Design/Methods: This single-center retrospective cohort study enrolled neonates admitted to our NICU with a birth weight (BW) of < 1500g and a gestational age (GA) of < 32 weeks between January 2017 and December 2020.
Within the first two weeks of life, we collected hourly accumulated FiO2 (aFiO2), accumulated mean airway pressure (aMAP), and accumulated respiratory severity score (aRSS) for each neonate. In addition, the initial CXR obtained on the first day of life was analyzed using image embedding with transfer learning of deep neural networks as an additional variable.
Neonatal risk factors included GA, BW, gender, mode of delivery, Apgar scores at 1 and 5 minutes, and the presence of RDS requiring surfactant. Relevant variables were identified using the rank widget's scores.
ML models using multiple algorithms were used to identify risk factors associated with mortality after 2 weeks of life and the diagnosis of BPD based on the initial CXR, as well as the aFiO2, aMAP, and aRSS within varying postnatal periods (the first week, the second week, and the first 2 weeks).
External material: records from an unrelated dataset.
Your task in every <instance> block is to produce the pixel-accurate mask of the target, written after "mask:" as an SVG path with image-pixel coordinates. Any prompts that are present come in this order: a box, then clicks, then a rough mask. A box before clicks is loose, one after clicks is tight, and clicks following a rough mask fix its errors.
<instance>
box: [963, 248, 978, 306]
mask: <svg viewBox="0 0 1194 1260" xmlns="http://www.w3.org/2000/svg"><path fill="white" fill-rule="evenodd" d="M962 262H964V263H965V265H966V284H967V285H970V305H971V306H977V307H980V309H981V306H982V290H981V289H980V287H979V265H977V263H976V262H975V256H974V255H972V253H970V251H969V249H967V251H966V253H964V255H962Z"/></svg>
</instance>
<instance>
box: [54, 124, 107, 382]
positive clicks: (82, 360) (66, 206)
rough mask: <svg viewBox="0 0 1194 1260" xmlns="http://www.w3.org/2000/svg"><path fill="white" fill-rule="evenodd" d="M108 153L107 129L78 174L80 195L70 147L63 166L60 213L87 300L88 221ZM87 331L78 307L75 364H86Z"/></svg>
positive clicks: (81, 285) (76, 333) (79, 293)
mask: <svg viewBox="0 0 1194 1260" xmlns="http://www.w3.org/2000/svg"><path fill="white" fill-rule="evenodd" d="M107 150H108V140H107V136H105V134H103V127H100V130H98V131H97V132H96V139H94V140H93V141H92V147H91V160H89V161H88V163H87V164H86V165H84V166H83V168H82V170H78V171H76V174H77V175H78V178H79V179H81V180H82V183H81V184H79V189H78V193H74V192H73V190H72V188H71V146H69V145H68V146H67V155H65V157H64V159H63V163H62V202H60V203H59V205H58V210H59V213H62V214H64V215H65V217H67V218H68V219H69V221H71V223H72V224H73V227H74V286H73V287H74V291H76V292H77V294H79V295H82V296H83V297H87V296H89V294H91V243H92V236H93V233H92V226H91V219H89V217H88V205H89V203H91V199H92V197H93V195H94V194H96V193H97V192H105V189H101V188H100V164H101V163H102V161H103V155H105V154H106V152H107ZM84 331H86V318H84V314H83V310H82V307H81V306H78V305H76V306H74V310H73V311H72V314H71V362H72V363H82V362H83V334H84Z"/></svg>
Results: We enrolled 250 neonates (2.4% BPD in grade I, 44.0% in grade II, 4.0% in grade III, 48.4% without BPD, and 1.2% undetermined due to death before diagnosis). For predicting mortality or BPD, the aFiO2, aMAP, and aRSS over different postnatal periods exhibited excellent discriminatory ability (area under the receiver operating characteristic curve [AUC]: 0.794-0.902). In the second week, aFiO2 and aMAP had the highest AUC (0.954) for mortality. The aRSS within the first two weeks had the highest AUC (0.902) for the diagnosis of BPD. However, initial CXR did not enhance the diagnostic efficacy of the predictive models for BPD.

Conclusion(s): We effectively implemented CXR into predictive models by combining image embedding with transfer learning. Initial CXR evaluation did not substantially enhance our predictive abilities. In the first two weeks of life, based on aFiO2, aMAP, and aRSS, we could predict mortality or BPD.